Matthew Busbee

Sport
- Sport: Swimming
- College team: Auburn Tigers

Medal record
Swimming
NCAA Championships (Div I)
| Gold medal – first place | 1997 Minneapolis | 4x200m freestyle relay |
| Gold medal – first place | 1999 Indianapolis | 4x200m freestyle relay |
| Gold medal – first place | 2000 Minneapolis | 4x200m freestyle relay |

= Matthew Busbee =

American swimmer

Matthew Busbee was fourteen-time All-American swimmer, three-time NCAA 200-meter freestyle relay champion (1997, 1999, 2000), two-time NCAA Championship team member (1997 & 1999), who was selected as an NCAA Top VIII Award winner as one of the eight top NCAA student-athletes and the 2000 male Walter Byers Scholarship winner as the National Collegiate Athletic Association's top scholar-athlete. He was a two-time CoSIDA Academic All-America honoree (1999, 2nd team & 2000, first team), and a three-time College Swimming Coaches Association of America (CSCAA) Scholar All-American (1998 3.80, 1999 3.82, 2000 4.00).
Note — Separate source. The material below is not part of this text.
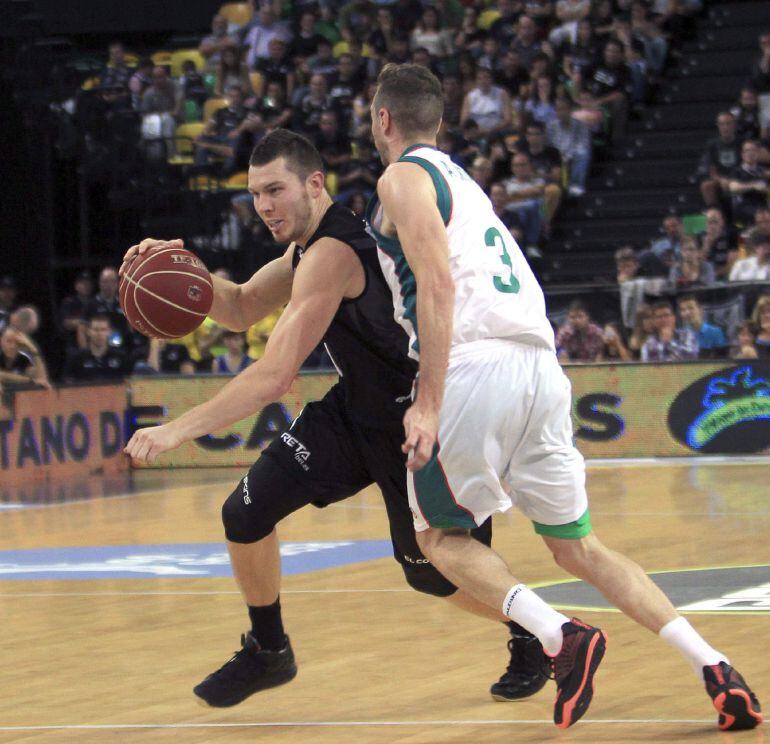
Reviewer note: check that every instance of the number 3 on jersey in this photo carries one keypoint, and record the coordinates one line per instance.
(506, 282)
Busbee led the Auburn Tigers to the 1999 NCAA National team title and anchored the record setting 200 meter freestyle relay team. After graduating, summa cum laude with a 3.86 GPA, he went on to study at University of Alabama School of Medicine. Matthew was also a member of the 1997 NCAA champions, and the 1998 and 2000 teams were national runners up. The 2000 200 meter freestyle relay team set the world record with a time of 1:24.83. Busbee was a 12-time All-American (4 individual, 8 relay) plus an individual honorable mention All-American : 2000 (50 freestyle, 200 freestyle relay, 400 freestyle relay, 800 medley relay), 1999 (50 freestyle - HM, 200 freestyle relay, 200 medley relay), 1998 (50 freestyle, 100 freestyle, 200 freestyle relay, 200 medley relay), 1997 (50 freestyle, 200 freestyle relay).
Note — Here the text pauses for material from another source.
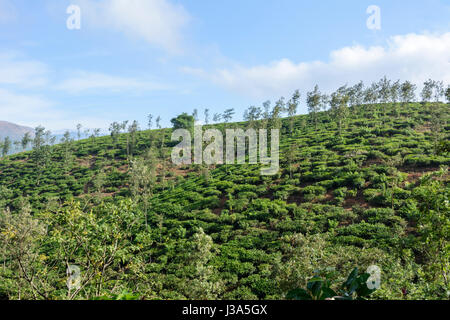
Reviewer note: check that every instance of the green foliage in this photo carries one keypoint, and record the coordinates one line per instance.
(363, 192)
(354, 288)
He was a six-time Southeastern Conference swimming champion (two-time 50m freestyle, three-time 200m freestyle relay, one-time 400m freestyle relay). Although he was an Olympic hopeful, he was not entered in the Men's 50 meter freestyle race finals at the 2000 United States Olympic trials held in University of Indianapolis Natatorium in August 2000. Gary Hall, Jr. and Anthony Ervin were the Olympic qualifiers in the event and they tied for gold in a dead heat at the 2000 Summer Olympics 50 meter freestyle in 21.98 seconds, which was just .05 seconds ahead of Pieter van den Hoogenband.

He was a member of the 2000 Top VIII class with Drew Brees, Alia Fischer, Andrea Garner, Kristy Kowal, Kevin Listerman, Amanda Scott, and Josh Sims.